First of all, if there is no history of scab in your fields, neighbor’s fields or county, then the chances of infection are extremely low, and Fusarium Head Blight is probably not a huge concern.
If there is a concern of potential infection, following an integrated pest management (IPM) or multifaceted approach is highly recommended.
Typically the first recommendation for IPM would be to use resistant varieties.

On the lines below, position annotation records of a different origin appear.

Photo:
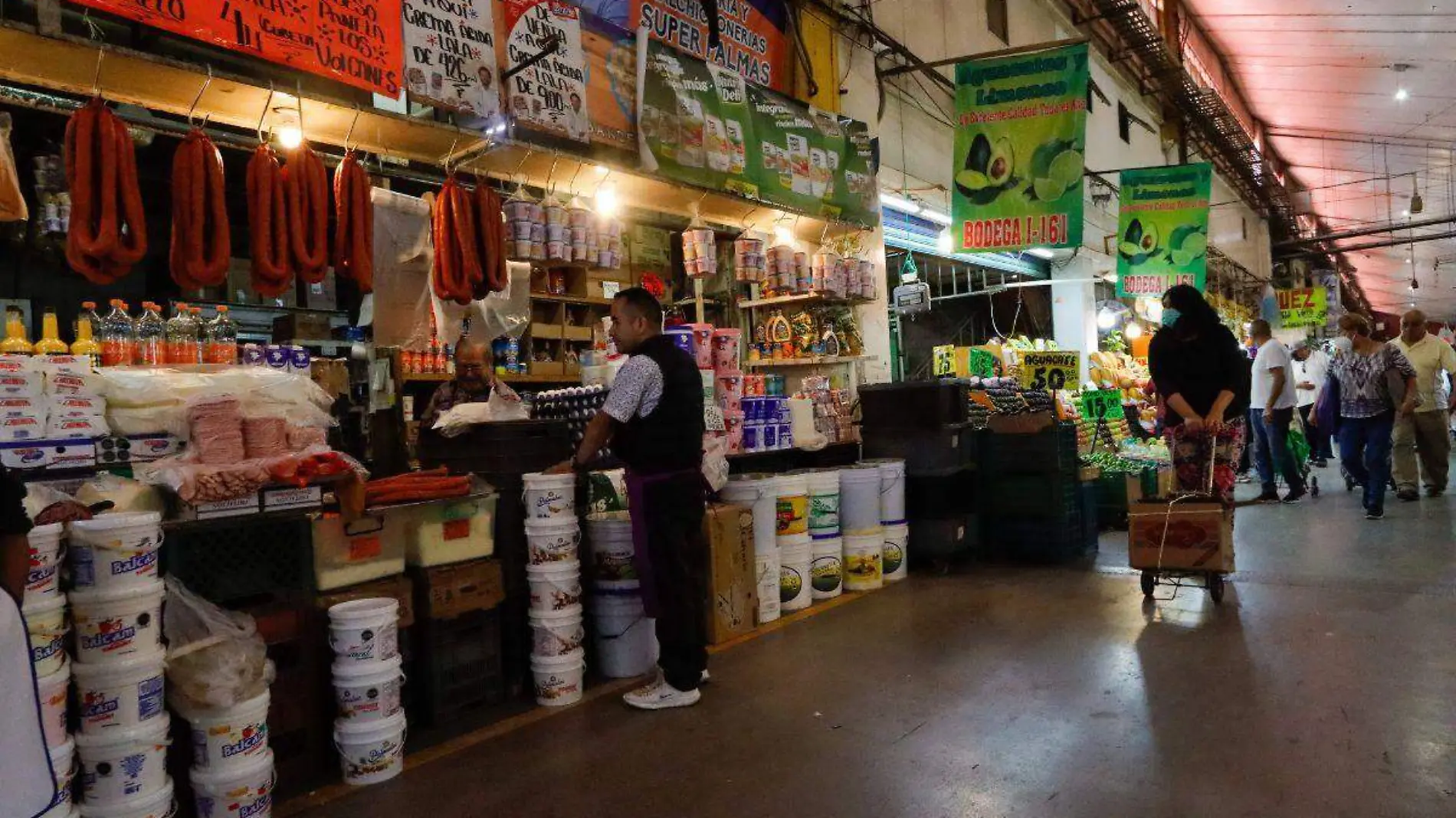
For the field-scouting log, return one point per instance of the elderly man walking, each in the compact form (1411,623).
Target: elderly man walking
(1425,430)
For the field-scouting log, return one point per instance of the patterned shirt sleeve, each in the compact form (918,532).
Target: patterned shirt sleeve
(635,391)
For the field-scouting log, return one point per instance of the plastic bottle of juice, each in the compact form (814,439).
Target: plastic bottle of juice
(221,339)
(50,342)
(152,334)
(116,336)
(87,326)
(15,341)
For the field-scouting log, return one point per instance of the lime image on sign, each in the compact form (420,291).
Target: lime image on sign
(1100,404)
(1050,370)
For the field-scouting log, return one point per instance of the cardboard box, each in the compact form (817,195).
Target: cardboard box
(451,590)
(398,588)
(1199,536)
(733,584)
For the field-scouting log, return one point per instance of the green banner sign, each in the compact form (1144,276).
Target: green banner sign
(1163,229)
(1019,140)
(705,126)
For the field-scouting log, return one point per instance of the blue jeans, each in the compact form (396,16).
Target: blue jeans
(1271,449)
(1365,450)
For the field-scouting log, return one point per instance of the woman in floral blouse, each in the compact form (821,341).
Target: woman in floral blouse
(1368,407)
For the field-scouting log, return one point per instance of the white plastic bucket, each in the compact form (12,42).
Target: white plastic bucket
(828,568)
(45,623)
(236,790)
(367,692)
(791,506)
(612,548)
(123,693)
(891,491)
(624,635)
(756,492)
(795,555)
(894,558)
(556,633)
(370,751)
(766,564)
(364,630)
(859,499)
(551,496)
(63,761)
(825,501)
(116,623)
(124,763)
(226,737)
(558,679)
(864,567)
(155,805)
(555,585)
(43,580)
(53,690)
(553,540)
(116,551)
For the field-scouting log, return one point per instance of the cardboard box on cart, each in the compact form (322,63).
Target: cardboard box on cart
(733,584)
(1185,536)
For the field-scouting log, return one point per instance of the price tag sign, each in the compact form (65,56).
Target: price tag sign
(1050,370)
(944,360)
(1103,404)
(983,365)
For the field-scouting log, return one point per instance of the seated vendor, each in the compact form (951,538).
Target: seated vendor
(472,383)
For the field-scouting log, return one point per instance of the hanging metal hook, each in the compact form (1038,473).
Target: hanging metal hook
(349,133)
(267,110)
(198,98)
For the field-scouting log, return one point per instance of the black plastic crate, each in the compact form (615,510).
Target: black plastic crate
(1048,452)
(241,559)
(457,666)
(928,453)
(917,405)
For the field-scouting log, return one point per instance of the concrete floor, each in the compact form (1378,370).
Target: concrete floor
(1325,686)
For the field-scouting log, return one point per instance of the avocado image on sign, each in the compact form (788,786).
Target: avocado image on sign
(1139,244)
(989,169)
(1187,244)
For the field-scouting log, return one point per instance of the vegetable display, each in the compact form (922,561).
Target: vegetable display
(108,231)
(202,237)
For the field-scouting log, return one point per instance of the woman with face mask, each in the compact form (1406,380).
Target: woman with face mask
(1202,373)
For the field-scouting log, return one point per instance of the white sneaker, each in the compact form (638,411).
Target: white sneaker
(661,696)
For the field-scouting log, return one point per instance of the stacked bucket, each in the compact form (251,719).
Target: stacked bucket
(370,727)
(120,664)
(553,572)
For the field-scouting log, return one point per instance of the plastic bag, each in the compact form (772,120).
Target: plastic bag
(216,658)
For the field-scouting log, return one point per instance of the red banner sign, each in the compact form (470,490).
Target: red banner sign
(351,41)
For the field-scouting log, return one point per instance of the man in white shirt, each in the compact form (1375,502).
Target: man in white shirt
(1271,411)
(1425,430)
(1310,367)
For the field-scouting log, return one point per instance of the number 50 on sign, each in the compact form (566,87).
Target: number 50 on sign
(1050,370)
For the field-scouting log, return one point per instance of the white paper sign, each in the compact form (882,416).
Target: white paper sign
(553,93)
(451,54)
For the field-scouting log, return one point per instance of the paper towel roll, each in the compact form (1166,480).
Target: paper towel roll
(801,415)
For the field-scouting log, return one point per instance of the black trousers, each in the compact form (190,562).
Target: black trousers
(671,511)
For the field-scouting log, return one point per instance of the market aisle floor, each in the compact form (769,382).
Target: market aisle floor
(1325,687)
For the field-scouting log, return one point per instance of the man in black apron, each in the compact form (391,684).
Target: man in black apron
(654,421)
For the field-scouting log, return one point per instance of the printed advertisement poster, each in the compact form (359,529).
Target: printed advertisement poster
(1019,140)
(451,54)
(551,95)
(611,82)
(1163,229)
(694,123)
(353,43)
(1302,306)
(858,195)
(753,34)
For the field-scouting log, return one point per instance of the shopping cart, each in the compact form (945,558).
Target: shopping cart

Currently there are several spring wheat varieties that are tolerant, though there are no tolerant or resistant barley or winter wheat varieties.
The next management implementation is crop rotation, which breaks the cycle of the disease and declines the fungi population that causes reinfection, especially if a legume crop or broadleaf crop is rotated between grain crops. Research has proven that Fusarium Head Blight infection is two times higher when wheat is planted into wheat stubble than when wheat is planted into soybean stubble.
Research has also revealed that infections to wheat and barley are five to 10 times higher when planted after a corn crop. Wheat or barley crops are also at risk if they are planted adjacent to last year's infected fields.
The next management strategy to implement would be the removal of the grain crop residue. Unfortunately this disease is benefited by soil health practices of residue retention through no till, minimum till and strip till because the residue allows the disease to persist in the environment until the next host crop, whether that be wheat, barley, corn or grasses, can be infected.
Montana’s 2015 malt barley crop saw fairly high infections of fields that were planted after corn. The practice almost guaranteed infection of barley directly planted into corn stubble under a no-till system. Effective means for handling crop residue are burning, burying or complete removal.
Irrigation management can also be used to decrease the potential risk of scab infection.
If possible, time irrigation to prior to and after flowering of the crop. This practice provides adequate water to the crop while leaving a dry microclimate in the crop canopy that is less favorable to the fungi.
Though not necessarily an option to all farmers, it is worth noting that furrow or flood irrigation can provide a slightly drier crop canopy than pivot or areal irrigation and typically does not spread the disease through the splashing of water droplets on infected crop material.
If the prior management practices fail to prevent an infection and an infection is found early enough, then a fungicide is the last option. Fungicides only suppress the disease. They do not kill or eliminate it.
For fungicides to be effective at suppressing the disease, application timing is crucial and should occur at the first sign of anthers extruding from the wheat head or directly prior to barley head emergence. Fungicide products are locally systemic, meaning they only protect the tissue they are applied to and not the entire plant.
The most effective fungicides provide about 50 percent control compared to untreated crops, so do not base full management plan on chemical control.
In summary, if there is no history of this disease in your area, Fusarium Head Blight is probably not a large concern. However, if there is a history, then this disease is controllable with sound management practices.
Fusarium Head Blight needs warm humid conditions during flowering to favor an infection and production. Rotating crops from cereal crops to non-cereal crops will aid in breaking the disease’s life cycle. Removal of cereal crop residue will further aid in breaking the disease’s life cycle. Planting barley or wheat after corn, especially into corn stubble, greatly increases the risk of infection.
Fungicides only suppress the spread and impact of the disease on the crop. It does not kill the fungus.